ジョージア物流企業、中央アジアへ積極展開

(ジョージア、中央アジア、コーカサス)

タシケント発

2023年11月09日

ウズベキスタンなどの中央アジア各国で経済成長が続き、さまざまな大型インフラプロジェクトも展開されている。2022年2月のロシアによるウクライナ侵攻開始以来、ロシア経由の輸送を避けようとする荷主の希望から、中央アジアとコーカサスを結ぶ物流の連結性が強まっている。このような背景により、ジョージアの物流企業が積極的に中央アジアでの業務を拡大させている。プロジェクトカーゴ(注)取り扱いで同国最大手のギアンティ・ロジスティクスのギオルギ・マハタゼ社長に話を聞いた(11月3日)。概要以下のとおり。

(問)中央アジアでのビジネスを広げている。中央アジア市場の評価について。

(答)当社は2005年に設立した。

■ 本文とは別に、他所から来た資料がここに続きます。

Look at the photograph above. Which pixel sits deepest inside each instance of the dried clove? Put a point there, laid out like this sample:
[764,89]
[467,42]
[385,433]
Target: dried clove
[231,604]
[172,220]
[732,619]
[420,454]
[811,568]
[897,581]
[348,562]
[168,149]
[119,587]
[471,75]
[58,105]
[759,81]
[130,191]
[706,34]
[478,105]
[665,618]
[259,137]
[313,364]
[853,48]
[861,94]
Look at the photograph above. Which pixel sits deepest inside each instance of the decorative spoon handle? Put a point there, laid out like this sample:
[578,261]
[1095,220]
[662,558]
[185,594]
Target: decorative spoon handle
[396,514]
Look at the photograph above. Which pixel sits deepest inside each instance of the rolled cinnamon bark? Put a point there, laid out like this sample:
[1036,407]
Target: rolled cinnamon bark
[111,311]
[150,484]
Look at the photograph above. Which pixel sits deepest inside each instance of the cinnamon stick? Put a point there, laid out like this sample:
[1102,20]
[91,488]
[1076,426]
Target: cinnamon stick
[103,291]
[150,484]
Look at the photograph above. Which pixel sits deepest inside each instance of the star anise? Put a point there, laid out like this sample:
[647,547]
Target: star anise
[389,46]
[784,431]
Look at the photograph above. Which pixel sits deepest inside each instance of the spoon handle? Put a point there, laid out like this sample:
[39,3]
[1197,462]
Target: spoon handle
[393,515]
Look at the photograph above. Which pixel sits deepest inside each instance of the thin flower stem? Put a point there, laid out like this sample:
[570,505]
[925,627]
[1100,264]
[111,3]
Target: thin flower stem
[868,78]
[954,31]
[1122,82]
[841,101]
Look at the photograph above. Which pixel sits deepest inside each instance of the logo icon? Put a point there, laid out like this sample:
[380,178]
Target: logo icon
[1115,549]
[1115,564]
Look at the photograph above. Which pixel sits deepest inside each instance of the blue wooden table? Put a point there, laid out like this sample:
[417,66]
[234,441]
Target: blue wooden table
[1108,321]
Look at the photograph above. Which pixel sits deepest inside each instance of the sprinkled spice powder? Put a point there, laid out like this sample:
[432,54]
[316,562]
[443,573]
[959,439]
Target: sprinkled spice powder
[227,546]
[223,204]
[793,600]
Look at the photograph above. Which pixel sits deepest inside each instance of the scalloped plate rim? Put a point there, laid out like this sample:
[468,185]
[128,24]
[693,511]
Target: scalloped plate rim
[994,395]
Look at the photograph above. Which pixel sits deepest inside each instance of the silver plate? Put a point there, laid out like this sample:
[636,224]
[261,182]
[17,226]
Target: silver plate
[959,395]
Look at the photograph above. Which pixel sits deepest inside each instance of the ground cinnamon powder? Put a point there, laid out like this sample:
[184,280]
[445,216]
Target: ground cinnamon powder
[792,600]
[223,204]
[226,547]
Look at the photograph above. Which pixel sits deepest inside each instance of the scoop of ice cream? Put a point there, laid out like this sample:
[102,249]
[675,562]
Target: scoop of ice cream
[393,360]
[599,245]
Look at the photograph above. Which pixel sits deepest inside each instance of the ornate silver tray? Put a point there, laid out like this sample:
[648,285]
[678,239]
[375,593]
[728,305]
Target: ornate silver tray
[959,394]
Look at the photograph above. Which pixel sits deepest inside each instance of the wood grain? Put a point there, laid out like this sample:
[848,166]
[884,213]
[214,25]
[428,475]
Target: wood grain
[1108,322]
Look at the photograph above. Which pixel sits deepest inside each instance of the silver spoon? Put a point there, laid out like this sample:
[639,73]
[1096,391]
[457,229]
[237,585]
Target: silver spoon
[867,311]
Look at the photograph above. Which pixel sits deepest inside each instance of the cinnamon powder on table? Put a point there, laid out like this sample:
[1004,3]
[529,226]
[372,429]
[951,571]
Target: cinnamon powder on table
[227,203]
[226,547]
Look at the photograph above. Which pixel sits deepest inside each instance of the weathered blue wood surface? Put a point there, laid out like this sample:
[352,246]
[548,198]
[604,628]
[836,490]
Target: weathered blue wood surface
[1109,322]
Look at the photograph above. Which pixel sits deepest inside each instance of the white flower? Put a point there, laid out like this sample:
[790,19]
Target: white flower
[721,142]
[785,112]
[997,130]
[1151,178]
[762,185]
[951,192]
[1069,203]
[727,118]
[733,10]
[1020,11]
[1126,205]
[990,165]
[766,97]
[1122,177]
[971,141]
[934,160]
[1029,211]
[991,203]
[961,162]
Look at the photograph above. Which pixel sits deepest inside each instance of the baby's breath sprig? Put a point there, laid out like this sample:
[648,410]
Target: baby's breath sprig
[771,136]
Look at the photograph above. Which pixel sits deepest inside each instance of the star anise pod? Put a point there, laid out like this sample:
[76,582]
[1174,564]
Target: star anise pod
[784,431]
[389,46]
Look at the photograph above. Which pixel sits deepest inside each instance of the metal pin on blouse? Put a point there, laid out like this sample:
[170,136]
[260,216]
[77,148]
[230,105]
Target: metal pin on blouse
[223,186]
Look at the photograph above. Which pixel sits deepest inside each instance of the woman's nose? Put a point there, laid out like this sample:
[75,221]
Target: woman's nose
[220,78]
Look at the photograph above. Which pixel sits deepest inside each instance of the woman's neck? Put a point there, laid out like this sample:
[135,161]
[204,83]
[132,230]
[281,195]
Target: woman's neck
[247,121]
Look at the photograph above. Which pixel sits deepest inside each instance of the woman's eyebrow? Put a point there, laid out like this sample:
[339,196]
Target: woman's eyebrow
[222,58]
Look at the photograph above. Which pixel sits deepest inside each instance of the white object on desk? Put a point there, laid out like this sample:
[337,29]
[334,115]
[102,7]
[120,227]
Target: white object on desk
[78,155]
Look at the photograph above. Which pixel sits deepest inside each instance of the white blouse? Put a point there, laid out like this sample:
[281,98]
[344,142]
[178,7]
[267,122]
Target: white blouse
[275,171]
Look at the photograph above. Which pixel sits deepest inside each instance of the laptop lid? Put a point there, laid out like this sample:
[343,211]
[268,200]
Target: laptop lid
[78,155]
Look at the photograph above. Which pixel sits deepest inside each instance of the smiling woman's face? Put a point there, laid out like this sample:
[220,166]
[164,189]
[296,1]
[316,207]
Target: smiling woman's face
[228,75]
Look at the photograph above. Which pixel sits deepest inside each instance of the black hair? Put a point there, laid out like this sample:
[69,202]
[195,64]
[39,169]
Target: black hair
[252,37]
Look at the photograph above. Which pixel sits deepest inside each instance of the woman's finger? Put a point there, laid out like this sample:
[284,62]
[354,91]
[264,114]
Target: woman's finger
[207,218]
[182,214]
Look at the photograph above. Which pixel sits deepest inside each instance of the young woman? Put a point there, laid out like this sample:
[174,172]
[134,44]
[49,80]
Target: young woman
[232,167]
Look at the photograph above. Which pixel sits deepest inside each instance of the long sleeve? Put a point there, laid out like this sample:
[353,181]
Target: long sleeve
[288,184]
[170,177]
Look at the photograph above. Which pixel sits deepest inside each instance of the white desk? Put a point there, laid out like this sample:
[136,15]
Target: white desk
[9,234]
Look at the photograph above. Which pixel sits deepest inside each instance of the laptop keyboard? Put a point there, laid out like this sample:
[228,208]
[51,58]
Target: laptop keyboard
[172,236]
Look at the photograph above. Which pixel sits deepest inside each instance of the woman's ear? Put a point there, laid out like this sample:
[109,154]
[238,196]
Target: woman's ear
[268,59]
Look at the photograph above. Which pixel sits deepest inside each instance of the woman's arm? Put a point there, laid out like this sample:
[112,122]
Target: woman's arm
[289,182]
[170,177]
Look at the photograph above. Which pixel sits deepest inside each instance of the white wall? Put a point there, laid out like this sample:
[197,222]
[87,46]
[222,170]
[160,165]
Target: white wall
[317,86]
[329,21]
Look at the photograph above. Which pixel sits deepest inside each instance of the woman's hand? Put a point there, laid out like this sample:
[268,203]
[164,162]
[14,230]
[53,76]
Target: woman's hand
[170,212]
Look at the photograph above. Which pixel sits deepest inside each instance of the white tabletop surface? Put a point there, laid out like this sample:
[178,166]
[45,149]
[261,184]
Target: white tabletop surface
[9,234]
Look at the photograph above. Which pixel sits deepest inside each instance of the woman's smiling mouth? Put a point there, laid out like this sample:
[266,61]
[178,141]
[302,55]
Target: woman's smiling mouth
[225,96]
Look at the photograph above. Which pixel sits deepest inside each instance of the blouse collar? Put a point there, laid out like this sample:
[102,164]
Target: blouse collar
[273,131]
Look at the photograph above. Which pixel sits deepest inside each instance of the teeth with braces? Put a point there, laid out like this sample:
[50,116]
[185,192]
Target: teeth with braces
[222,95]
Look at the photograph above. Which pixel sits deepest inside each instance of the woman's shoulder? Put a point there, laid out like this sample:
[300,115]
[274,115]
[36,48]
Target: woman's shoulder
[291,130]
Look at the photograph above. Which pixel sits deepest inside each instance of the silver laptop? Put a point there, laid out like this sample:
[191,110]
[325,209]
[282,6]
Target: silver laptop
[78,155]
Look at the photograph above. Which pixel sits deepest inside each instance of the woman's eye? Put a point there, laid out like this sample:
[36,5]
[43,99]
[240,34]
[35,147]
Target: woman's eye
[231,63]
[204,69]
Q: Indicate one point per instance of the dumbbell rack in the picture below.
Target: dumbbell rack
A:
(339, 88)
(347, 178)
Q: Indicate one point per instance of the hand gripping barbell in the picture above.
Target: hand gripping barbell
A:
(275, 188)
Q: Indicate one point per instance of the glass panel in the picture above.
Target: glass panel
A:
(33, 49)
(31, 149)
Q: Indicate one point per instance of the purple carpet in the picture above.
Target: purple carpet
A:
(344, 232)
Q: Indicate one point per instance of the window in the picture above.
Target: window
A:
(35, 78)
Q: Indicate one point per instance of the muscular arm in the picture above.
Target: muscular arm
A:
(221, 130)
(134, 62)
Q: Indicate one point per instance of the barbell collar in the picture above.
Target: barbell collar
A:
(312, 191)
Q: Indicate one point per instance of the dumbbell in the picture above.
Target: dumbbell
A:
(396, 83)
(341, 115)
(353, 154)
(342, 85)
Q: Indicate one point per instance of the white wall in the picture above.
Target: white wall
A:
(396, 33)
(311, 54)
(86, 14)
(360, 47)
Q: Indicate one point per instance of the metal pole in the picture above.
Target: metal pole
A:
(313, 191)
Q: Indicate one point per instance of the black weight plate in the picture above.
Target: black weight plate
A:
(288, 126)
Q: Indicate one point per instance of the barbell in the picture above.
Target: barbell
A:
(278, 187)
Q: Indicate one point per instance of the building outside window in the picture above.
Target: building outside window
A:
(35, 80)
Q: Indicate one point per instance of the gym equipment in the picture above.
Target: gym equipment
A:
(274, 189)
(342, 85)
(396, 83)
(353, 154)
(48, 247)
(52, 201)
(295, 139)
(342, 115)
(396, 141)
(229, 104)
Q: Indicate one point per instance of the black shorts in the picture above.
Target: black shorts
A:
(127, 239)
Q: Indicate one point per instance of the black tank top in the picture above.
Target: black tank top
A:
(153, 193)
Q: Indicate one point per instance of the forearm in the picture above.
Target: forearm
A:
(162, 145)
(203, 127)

2017年にアゼルバイジャンのバクー、2020年にウズベキスタンのタシケント、2023年にはトルコのイスタンブールとカザフスタンのアルマトイにオフィスを開設した。アゼルバイジャンでは英国石油大手BPや国営石油会社ソカールによる敷設用パイプラインの輸送、カザフスタンでは米国シェブロンが開発するテンギス油田向け設備の輸送、ウズベキスタンではタシケント州ベガバードのウズベキスタン冶金(やきん)工場向け機材の輸送、タジキスタンではログン水力発電所(2018年11月19日記事参照)向け設備の輸送などの実績がある。現在は中央アジア全体で風力発電ブームと言える状況で、サウジアラビアなどの顧客の依頼を受けて、風力用タワーやブレードなどをウズベキスタンのブハラ州などへ輸送している(2022年8月29日記事参照)。エネルギー分野を中心として、中央アジアでは大規模なプロジェクトが継続すると判断し、ネットワークを拡大させている。

(問)トルコなど周辺諸国と比べたジョージア物流企業の強みについて。

(答)ジョージアは貨物トランジットに関する手続きが効率的かつ安価なことが大きい。品目によっては税関窓口が24時間対応をする。書類の電子化が進んでおり、原本提出が不要なものもある。トランジットに係る輸送業者の手数料がトルコに比べて桁違いに安い。新規に開設したウズベキスタン事務所でトラックを新たに購入する予定だ。このトラックを利用することで、国外トラックがウズベキスタン国内で長大貨物を牽引する場合に課される特別料金が免除されるため、顧客により安い価格をオファーできる。

 写真 ギアンティ・ロジスティクスのマハタゼ社長(本人提供)

ギアンティ・ロジスティクスのマハタゼ社長(本人提供)

(注)コンテナに収まらない長大貨物や重量物などの特殊貨物全般を指す。